Recognition: no theorem link
PrepBench: How Far Are We from Natural-Language-Driven Data Preparation?
Pith reviewed 2026-05-12 00:57 UTC · model grok-4.3
The pith
State-of-the-art LLMs still struggle to realize natural-language-driven data preparation.
A machine-rendered reading of the paper's core claim, the machinery that carries it, and where it could break.
Core claim
PrepBench is a benchmark for evaluating natural language driven data preparation that covers interactive disambiguation, prep code generation and code to workflow translation.
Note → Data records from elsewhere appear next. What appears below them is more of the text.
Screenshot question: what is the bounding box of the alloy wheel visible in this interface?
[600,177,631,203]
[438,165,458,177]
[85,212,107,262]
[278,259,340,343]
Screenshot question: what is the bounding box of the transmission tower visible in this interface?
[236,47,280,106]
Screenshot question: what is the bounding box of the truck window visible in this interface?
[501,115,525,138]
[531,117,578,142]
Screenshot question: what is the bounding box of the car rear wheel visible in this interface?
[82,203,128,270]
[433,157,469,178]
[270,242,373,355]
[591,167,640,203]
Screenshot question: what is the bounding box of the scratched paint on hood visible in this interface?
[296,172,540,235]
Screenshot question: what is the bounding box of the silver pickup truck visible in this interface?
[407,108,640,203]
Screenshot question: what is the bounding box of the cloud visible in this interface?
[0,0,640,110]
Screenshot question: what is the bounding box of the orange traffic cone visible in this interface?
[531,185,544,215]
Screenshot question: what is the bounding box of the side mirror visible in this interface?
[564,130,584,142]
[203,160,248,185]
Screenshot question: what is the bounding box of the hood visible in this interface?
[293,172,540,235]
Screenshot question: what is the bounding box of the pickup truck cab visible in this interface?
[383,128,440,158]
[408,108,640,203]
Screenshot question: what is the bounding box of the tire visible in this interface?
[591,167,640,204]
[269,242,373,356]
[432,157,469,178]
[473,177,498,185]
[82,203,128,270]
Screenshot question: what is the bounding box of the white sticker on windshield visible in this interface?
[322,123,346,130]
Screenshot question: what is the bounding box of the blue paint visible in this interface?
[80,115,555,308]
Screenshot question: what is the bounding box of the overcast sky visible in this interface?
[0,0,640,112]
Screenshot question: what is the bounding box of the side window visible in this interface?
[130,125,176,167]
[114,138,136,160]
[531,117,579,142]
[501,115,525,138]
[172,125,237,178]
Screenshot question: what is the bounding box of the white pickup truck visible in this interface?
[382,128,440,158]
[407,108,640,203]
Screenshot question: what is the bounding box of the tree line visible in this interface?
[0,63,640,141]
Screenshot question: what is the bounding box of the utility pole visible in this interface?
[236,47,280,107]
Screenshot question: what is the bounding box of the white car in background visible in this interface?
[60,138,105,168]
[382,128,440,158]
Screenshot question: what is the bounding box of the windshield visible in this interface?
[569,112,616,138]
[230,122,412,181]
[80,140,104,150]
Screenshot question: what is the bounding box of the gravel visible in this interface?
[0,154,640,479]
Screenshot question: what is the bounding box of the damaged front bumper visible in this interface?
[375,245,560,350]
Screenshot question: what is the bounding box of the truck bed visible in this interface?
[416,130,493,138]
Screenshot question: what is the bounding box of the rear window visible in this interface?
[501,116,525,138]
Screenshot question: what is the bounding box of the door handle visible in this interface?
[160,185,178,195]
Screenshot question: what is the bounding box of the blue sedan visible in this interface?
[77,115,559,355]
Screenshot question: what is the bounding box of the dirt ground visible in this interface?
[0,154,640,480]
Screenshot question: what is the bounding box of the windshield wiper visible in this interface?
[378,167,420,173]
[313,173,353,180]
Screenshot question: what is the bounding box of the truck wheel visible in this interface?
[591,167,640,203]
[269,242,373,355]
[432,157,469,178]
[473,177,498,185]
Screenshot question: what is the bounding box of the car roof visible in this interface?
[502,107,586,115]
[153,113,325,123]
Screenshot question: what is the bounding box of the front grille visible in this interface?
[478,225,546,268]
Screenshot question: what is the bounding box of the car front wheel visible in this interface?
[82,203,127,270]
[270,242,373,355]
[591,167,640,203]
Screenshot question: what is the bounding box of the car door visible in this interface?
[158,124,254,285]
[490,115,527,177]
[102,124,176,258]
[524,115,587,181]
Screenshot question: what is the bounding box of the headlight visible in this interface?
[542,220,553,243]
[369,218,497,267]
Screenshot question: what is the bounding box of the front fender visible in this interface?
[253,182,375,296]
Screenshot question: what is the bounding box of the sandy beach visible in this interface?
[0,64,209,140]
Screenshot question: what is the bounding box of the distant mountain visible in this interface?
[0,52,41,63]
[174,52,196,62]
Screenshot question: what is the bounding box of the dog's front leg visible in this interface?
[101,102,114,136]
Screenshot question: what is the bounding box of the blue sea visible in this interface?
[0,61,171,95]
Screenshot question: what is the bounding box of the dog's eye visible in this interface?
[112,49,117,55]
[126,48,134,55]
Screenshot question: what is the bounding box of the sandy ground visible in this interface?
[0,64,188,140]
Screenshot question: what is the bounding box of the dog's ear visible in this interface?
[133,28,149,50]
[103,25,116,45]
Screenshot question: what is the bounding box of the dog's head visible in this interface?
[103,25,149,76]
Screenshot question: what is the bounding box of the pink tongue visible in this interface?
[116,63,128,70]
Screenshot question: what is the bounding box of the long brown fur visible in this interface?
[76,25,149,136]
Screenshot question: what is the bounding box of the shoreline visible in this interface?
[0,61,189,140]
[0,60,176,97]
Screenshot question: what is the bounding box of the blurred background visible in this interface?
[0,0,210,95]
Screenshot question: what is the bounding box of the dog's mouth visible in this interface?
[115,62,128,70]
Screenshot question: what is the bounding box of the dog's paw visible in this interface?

Built by crawling and extending Preppin Data Challenges it includes tasks with 3 to 18 steps and up to 300 lines of Python code. The evaluation demonstrates that despite recent progress state of the art LLMs find it challenging to perform these tasks effectively.
What carries the argument
The PrepBench benchmark which tests LLMs on interactive disambiguation, prep-code generation, and code-to-workflow translation for data preparation tasks.
If this is right
- Data preparation workflows may remain dependent on GUI tools until LLMs improve at handling ambiguous intents.
- Long and complex code generation for data prep continues to be a bottleneck for LLM agents.
- Code-to-workflow translation is essential for validation and must be prioritized in future LLM developments.
- The benchmark provides a way to measure progress toward NL-driven data preparation over time.
Where Pith is reading between the lines
- Improving performance on PrepBench could enable more intuitive data analysis tools accessible without programming expertise.
- Similar benchmarks might be developed for other data-intensive tasks like feature engineering or visualization specification.
- The focus on interpretable workflows suggests a need for LLMs to output explanations alongside code in data contexts.
- Testing with real user interactions beyond the benchmark could reveal additional practical limitations.
Load-bearing premise
The tasks constructed by crawling and extending Preppin' Data Challenges accurately represent the key real-world characteristics of natural-language-driven data preparation, including ambiguous intents and the need for interpretable workflows.
What would settle it
An experiment where a state-of-the-art LLM completes the majority of PrepBench tasks with correct disambiguation, accurate code, and valid workflow translations would falsify the claim that the paradigm shift remains challenging.
Figures
read the original abstract
Data preparation is a central and time-consuming stage in data analysis workflows. Traditionally, commercial tools have relied on graphical user interfaces (GUIs) to simplify data preparation, allowing users to define transformations through visual operators and workflows. Recent advances in large language models (LLMs) raise the possibility of a paradigm shift toward natural language (NL)-driven data preparation, in which users can specify preparation intents in NL directly. However, it remains unclear how far current LLM-based agents are from this paradigm shift in practice. Existing code generation benchmarks do not capture key characteristics of data preparation, including ambiguous user intents, imperfect real-world data, and the need to translate code into interpretable workflows for validation. To bridge this gap, we present PrepBench, a benchmark designed to evaluate NL-driven data preparation along three core capabilities: interactive disambiguation, prep-code generation, and code-to-workflow translation. We crawl data from the Preppin' Data Challenges, and then extend it into a systematically designed benchmark. The benchmark covers diverse domains, and each task involves 3 to 18 data preparation steps. Nearly half of the tasks require over 100 lines of Python code, and the longest solutions approach 300 lines. Our evaluation shows that, despite recent progress, realizing this paradigm shift remains challenging for state-of-the-art LLMs. PrepBench provides a principled benchmark for measuring this gap and helps identify key challenges toward realizing NL-driven data preparation.
Editorial analysis
A structured set of objections, weighed in public.
Referee Report
Summary. The paper introduces PrepBench, a benchmark for NL-driven data preparation constructed by crawling and extending Preppin' Data Challenges. It targets three capabilities—interactive disambiguation, prep-code generation, and code-to-workflow translation—across tasks with 3–18 steps, diverse domains, and solutions up to ~300 lines of Python. The central claim is that, despite recent LLM progress, state-of-the-art models still face substantial challenges in realizing this paradigm shift.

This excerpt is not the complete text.